Livre, liberta, libertina, libidinosa. Essa é a voz poética que transita nos poemas de Conceição Rodrigues, em Molhada até os ossos. Entidade, encantada, puta, dona de casa, estudante, cidade, pós-moderna, dama, matadeira, devota, descrente, heroína, pastora, raposa, fatal. Muitas são as mulheres que habitam a voz feminina que desliza pelos versos bem trabalhados e de linguagem cotidiana:
A mulher das sete saias
Abarca em suas barras
O mundo todo e
Todos os homens.
É metafórica
Magnética
Pneumática
A mulher das sete saias
Está nos portos
Postes e bares
Está
Quando quero escutar
Os pássaros pintados
Nas paredes de Hiroxima
É epilética
Concentrada
Esquizofrênica
[...]
Assim se apresenta o primeiro poema do livro que nos causa impacto já desde a capa, ao trazer o desenho do rosto de uma mulher em um envoltório vermelho, assemelhando-se a um véu, ao cabelo ou, ainda, a uma vulva à menstruação. Interpretação esta reforçada pela presença de algumas páginas pretas (pelos pubianos?) que se alternam esporadicamente com páginas vermelhas (menstruação?). O vermelho também remete ao sangue derramado por conta do machismo, do feminicídio e das inúmeras violências pelas quais passamos.
Molhada até os ossos é audacioso e traz à tona a fúria guardada nas entranhas de um eu lírico em processo de erupção, de ebulição. Os poemas viscerais revelam o empoderamento feminino configurado no domínio do próprio corpo, no livre arbítrio, na opinião própria, no autoconhecimento, na independência, na ancestralidade, na autonomia, no direito de ser quem/o que a mulher quiser ser.

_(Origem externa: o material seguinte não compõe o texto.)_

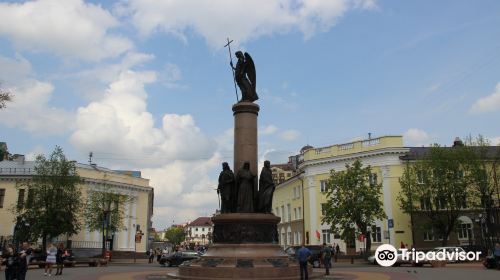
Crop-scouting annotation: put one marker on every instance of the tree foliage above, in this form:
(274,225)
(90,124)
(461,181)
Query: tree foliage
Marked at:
(353,202)
(105,211)
(105,206)
(446,181)
(175,235)
(53,202)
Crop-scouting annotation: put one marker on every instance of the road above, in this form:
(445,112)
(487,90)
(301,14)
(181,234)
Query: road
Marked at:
(342,271)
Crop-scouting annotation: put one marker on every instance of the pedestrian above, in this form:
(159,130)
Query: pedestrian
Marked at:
(151,255)
(11,262)
(51,259)
(326,254)
(60,256)
(24,260)
(337,252)
(496,253)
(158,254)
(304,255)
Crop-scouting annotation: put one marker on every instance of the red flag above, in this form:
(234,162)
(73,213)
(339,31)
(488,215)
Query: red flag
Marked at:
(361,237)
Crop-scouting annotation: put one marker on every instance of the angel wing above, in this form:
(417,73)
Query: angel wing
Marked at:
(250,69)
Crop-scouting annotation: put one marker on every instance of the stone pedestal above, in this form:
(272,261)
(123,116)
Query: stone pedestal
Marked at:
(245,135)
(246,255)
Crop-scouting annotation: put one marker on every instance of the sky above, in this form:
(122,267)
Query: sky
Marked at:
(146,84)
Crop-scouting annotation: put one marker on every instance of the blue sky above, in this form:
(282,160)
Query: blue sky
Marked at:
(146,85)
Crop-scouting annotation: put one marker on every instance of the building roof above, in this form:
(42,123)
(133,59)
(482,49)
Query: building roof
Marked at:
(201,222)
(416,153)
(12,167)
(283,166)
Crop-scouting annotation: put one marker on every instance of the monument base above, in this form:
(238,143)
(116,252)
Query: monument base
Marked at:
(247,255)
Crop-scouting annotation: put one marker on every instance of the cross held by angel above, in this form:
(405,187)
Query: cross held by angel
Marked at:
(245,77)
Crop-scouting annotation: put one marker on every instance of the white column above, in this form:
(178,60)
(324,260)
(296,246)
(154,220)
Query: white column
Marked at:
(386,189)
(313,210)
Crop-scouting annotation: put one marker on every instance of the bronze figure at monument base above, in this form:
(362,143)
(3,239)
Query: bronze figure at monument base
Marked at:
(228,259)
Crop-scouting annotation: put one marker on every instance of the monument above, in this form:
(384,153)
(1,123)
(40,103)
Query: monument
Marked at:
(245,237)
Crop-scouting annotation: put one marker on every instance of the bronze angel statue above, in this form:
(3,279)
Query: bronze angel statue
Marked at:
(245,76)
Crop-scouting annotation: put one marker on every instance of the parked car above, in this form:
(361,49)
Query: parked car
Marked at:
(178,258)
(315,259)
(490,262)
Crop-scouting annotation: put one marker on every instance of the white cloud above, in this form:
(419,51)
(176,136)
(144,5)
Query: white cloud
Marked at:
(487,104)
(417,137)
(494,141)
(69,28)
(176,156)
(240,20)
(30,109)
(268,130)
(289,135)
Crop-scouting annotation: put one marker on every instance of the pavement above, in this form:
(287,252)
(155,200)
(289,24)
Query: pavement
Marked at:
(128,270)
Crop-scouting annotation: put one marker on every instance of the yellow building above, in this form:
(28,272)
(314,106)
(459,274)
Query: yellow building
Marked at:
(314,165)
(138,213)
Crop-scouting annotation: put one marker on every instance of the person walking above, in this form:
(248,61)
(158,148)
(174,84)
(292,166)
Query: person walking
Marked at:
(327,253)
(11,262)
(158,255)
(337,252)
(51,259)
(151,255)
(24,260)
(60,256)
(304,255)
(496,254)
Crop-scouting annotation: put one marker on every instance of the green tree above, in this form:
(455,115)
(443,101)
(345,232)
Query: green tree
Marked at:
(483,168)
(5,97)
(105,211)
(438,187)
(353,202)
(53,199)
(175,235)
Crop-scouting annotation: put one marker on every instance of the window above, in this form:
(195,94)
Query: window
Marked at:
(326,236)
(376,234)
(425,203)
(429,235)
(323,185)
(2,197)
(373,178)
(289,209)
(20,199)
(465,231)
(421,177)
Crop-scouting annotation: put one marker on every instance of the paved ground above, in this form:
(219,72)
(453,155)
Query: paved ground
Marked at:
(140,271)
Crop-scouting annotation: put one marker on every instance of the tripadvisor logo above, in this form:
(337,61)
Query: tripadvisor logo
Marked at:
(386,255)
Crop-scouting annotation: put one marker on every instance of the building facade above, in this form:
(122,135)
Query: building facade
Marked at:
(314,166)
(199,231)
(138,212)
(387,157)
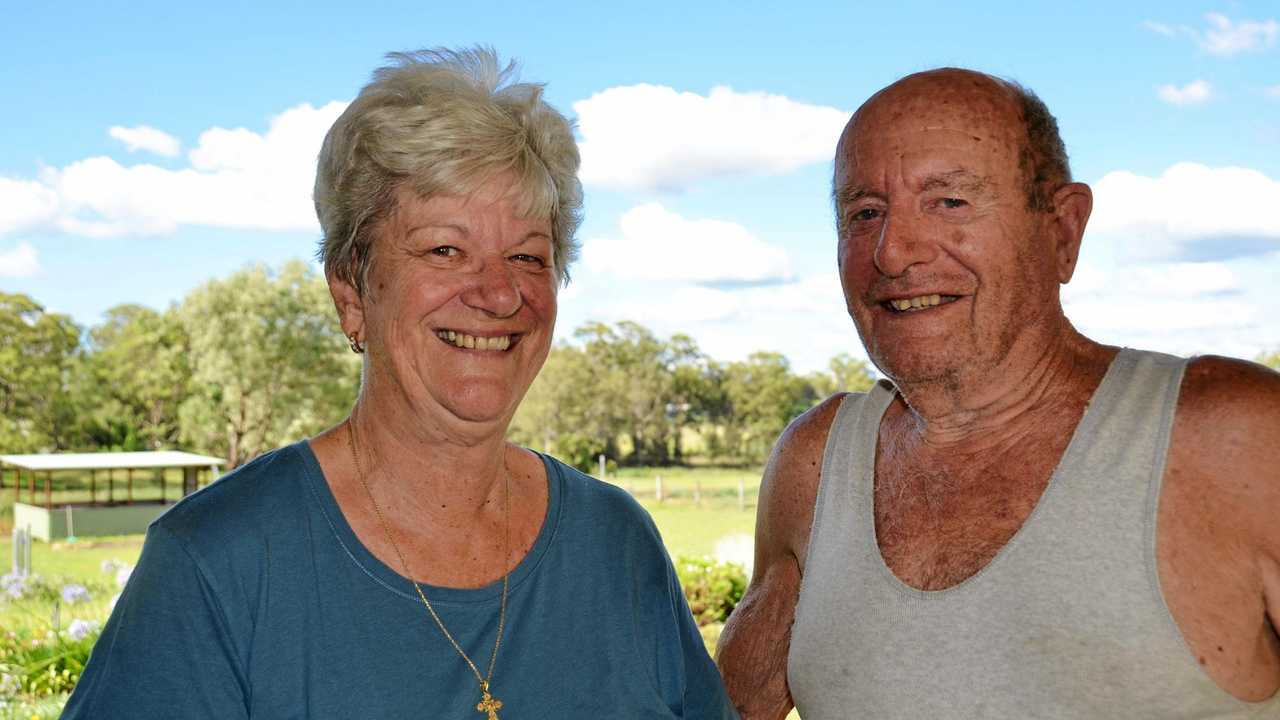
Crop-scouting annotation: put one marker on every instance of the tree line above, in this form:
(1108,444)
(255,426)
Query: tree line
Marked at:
(254,360)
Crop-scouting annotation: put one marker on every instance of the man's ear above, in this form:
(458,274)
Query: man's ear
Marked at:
(1073,203)
(350,305)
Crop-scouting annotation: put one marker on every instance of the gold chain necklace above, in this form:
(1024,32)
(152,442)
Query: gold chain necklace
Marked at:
(488,703)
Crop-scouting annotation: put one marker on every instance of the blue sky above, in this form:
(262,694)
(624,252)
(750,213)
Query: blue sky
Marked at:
(151,146)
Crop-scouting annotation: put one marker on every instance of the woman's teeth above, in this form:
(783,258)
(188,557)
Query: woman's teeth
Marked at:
(474,342)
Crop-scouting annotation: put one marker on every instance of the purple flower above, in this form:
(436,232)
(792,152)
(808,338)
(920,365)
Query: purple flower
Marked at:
(13,586)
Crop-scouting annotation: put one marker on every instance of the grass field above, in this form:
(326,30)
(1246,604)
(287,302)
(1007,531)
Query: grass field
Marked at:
(696,510)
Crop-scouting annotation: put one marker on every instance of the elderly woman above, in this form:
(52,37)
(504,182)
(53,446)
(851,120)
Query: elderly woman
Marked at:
(410,563)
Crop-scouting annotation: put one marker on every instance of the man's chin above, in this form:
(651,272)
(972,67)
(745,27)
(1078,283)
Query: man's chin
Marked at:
(918,370)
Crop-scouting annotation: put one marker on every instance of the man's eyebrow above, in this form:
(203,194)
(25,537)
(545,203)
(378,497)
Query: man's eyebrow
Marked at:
(850,194)
(960,180)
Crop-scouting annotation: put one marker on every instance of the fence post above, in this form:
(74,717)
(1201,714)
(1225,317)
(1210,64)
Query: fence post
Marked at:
(22,551)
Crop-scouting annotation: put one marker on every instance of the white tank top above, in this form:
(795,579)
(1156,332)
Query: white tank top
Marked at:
(1068,620)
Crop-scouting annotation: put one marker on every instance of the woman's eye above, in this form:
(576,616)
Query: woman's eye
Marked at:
(525,259)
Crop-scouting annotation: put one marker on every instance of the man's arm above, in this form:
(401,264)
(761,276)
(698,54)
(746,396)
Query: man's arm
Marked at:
(753,647)
(1221,500)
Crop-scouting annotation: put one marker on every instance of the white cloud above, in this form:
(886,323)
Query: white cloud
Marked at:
(1179,308)
(1161,281)
(661,245)
(149,139)
(1226,37)
(24,204)
(237,178)
(1207,213)
(1191,94)
(804,319)
(21,261)
(653,137)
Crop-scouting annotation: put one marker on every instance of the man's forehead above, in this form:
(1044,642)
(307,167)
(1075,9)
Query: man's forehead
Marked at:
(944,117)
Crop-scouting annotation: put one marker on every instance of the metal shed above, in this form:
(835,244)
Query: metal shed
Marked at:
(112,507)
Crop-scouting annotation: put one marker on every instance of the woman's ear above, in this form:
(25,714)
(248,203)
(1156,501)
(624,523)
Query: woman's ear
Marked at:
(351,308)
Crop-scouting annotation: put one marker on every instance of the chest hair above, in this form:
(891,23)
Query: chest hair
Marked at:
(941,516)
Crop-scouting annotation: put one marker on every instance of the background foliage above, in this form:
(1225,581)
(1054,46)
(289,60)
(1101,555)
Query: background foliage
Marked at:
(256,360)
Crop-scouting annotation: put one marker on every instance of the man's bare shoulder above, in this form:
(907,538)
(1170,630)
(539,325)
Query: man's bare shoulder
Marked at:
(1226,436)
(1233,402)
(790,486)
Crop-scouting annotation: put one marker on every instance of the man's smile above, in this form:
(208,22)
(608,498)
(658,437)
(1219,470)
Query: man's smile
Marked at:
(918,302)
(499,343)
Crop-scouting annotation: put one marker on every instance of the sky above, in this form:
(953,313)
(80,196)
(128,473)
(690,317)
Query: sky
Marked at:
(149,147)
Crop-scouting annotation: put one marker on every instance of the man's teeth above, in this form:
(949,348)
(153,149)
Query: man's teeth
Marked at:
(474,342)
(915,302)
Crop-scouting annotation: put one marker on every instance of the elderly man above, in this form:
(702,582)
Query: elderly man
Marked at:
(1024,523)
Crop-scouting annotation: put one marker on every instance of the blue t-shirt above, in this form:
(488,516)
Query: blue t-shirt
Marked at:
(254,598)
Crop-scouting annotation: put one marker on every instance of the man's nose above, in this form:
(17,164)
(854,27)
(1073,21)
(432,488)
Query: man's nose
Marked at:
(493,290)
(903,242)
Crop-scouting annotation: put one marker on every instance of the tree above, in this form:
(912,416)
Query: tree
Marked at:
(563,413)
(39,360)
(696,391)
(269,361)
(140,363)
(764,396)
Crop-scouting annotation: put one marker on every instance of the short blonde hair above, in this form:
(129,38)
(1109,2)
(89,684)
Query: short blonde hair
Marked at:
(443,122)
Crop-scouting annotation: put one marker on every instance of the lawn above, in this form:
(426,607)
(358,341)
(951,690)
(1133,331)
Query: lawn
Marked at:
(698,510)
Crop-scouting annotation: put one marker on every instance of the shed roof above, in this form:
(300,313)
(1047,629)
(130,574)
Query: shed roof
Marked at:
(109,460)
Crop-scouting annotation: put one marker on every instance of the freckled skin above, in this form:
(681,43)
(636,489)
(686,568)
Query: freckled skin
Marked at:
(931,197)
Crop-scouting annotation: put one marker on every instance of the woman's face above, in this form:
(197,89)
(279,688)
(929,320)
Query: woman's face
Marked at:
(460,305)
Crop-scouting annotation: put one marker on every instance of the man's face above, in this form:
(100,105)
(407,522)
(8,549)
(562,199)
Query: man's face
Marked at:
(942,263)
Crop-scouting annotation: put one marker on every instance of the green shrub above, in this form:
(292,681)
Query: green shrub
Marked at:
(42,665)
(712,588)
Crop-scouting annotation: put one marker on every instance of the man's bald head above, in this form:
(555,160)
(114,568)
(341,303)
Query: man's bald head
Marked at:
(1042,156)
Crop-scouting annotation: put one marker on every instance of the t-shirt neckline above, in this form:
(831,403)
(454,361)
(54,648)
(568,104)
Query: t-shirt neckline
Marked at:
(397,583)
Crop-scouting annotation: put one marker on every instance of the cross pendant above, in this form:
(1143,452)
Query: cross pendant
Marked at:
(490,705)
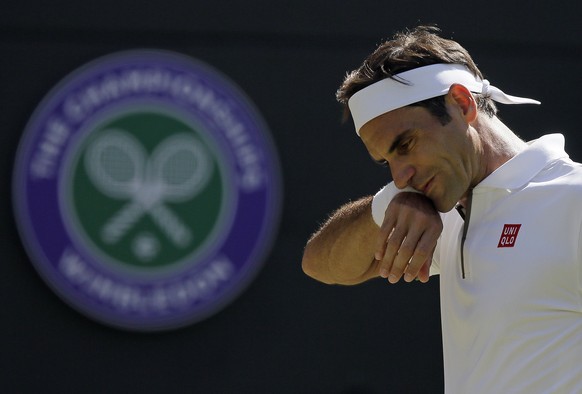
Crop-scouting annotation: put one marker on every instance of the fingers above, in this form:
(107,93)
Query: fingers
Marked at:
(405,247)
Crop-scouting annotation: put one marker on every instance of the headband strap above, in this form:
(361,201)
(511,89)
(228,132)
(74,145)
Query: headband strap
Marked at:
(420,84)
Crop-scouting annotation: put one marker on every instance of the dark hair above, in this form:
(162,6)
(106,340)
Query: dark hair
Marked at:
(407,50)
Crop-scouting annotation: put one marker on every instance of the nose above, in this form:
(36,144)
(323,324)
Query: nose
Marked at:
(402,174)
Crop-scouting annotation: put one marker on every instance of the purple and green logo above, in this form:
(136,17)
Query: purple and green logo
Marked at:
(147,190)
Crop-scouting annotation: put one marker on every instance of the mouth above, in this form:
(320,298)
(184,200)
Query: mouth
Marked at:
(426,187)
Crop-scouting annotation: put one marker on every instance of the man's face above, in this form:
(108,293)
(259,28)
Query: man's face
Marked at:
(439,161)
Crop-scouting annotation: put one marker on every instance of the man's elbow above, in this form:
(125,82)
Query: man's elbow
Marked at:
(312,266)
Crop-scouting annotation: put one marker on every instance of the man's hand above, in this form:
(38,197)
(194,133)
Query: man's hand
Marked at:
(408,237)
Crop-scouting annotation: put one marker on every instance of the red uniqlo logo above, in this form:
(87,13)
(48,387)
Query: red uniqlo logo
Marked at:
(508,235)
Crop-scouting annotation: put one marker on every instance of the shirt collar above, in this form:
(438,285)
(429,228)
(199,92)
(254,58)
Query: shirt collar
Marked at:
(520,169)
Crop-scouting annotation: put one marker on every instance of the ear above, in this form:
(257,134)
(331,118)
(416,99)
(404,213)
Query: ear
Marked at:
(462,97)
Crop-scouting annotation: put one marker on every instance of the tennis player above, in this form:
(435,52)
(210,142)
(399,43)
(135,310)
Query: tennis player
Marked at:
(498,219)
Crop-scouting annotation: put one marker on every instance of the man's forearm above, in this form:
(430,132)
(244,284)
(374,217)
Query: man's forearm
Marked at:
(342,250)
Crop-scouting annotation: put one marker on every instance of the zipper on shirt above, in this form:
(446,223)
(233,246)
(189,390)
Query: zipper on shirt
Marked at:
(466,215)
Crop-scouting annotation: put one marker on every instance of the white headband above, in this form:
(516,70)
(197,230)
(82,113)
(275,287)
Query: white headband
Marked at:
(420,84)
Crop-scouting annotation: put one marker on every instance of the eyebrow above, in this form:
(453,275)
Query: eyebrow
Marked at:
(398,140)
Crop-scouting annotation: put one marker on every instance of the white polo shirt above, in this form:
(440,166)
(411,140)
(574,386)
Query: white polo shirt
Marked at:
(514,323)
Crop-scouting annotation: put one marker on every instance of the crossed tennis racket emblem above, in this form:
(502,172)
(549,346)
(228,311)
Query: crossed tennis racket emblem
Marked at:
(175,171)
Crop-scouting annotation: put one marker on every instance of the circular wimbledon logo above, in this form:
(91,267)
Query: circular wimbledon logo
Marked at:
(147,190)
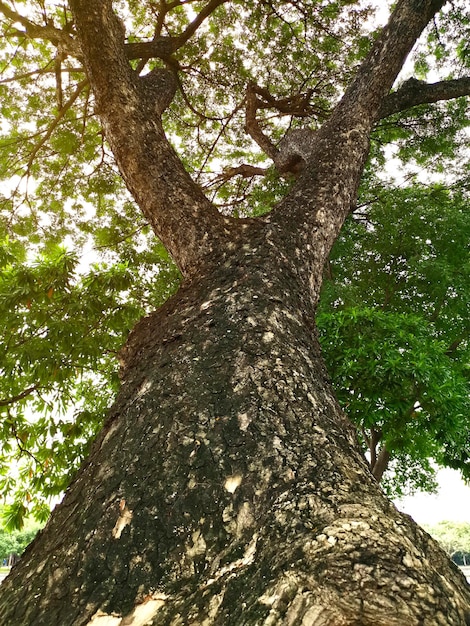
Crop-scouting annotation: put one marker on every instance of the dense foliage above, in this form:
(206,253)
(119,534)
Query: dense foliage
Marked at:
(78,266)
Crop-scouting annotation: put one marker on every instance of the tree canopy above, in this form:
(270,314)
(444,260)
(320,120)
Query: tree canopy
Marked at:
(79,266)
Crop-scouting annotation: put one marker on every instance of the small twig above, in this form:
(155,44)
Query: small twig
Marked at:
(56,121)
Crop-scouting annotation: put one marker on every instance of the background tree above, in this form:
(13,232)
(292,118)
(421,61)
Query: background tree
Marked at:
(226,485)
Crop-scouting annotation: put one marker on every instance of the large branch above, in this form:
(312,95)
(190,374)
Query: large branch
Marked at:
(414,92)
(130,108)
(326,191)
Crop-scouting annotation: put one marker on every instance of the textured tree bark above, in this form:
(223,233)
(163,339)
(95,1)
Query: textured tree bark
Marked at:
(227,486)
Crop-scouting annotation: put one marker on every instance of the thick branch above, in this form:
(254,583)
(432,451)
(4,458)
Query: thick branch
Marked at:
(198,20)
(130,107)
(253,127)
(414,92)
(375,77)
(381,463)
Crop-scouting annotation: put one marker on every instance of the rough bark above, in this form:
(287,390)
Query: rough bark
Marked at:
(227,486)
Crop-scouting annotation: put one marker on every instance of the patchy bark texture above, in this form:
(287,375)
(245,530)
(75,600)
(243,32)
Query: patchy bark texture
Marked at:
(227,487)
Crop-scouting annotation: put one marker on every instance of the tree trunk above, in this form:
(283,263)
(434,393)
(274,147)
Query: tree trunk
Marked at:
(227,486)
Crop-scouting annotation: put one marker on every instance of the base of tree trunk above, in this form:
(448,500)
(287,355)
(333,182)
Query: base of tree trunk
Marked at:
(227,487)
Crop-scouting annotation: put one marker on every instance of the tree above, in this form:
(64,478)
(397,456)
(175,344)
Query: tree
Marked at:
(454,537)
(227,486)
(393,327)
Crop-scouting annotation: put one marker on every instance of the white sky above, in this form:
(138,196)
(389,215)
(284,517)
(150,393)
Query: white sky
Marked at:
(452,502)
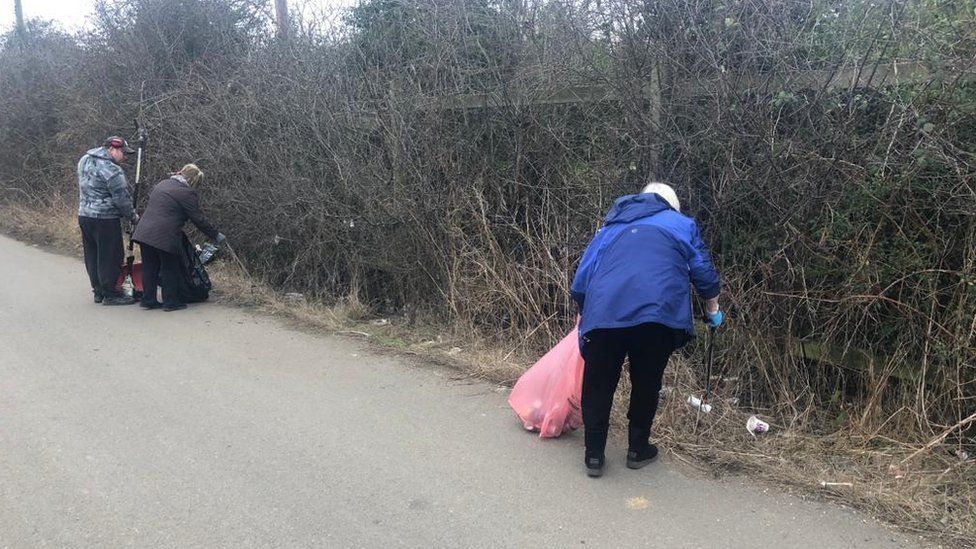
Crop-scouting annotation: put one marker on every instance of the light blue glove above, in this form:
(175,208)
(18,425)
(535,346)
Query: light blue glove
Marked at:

Seja através de versos brancos, seja através de variadas rimas (ricas, preciosas, opostas, emparelhadas, alternadas), o lirismo flutua na poesia de Conceição Rodrigues. Ademais, vale ressaltar que a poeta faz uso de diversas técnicas a fim de provocar movimento, sonoridade e estímulos sensoriais:
na boca
Ela desoDed
Ecia
Dava dE graç
A
BeijAVA na bo
Ce
Ta boca
Trepavaquandoqueria
comprimia
A uretra no m-e-i-o da ur
ina
E soltava a água devagar
Vagand
O
Ao último esquigchxxxo
Xota Rápido
Ao contrar’
lo
ado
Dona do próprio umbigo, corpo, pensamento, sentimento, da própria língua. Assim é a voz poética de Molhada até o ossos, uma figura feminina multifacetada com uma faca cerrada entre os dentes que dança, levita na beira do abismo, geme. Em meio aos versos há espaço para o amor, mas também para a crítica ao machismo, à hipocrisia e, sobretudo, para o alerta de que o aprisionamento (simbólico ou empírico) do corpo, do desejo, da alma, da fala e dos sonhos transforma a mulher em um Banquete de tapurus.
Conceição Rodrigues nos atira no espesso oceano feminino, onde nos banhamos, mergulhamos, nadamos, nos renovamos, gozamos, flutuamos e saímos molhadas até os ossos.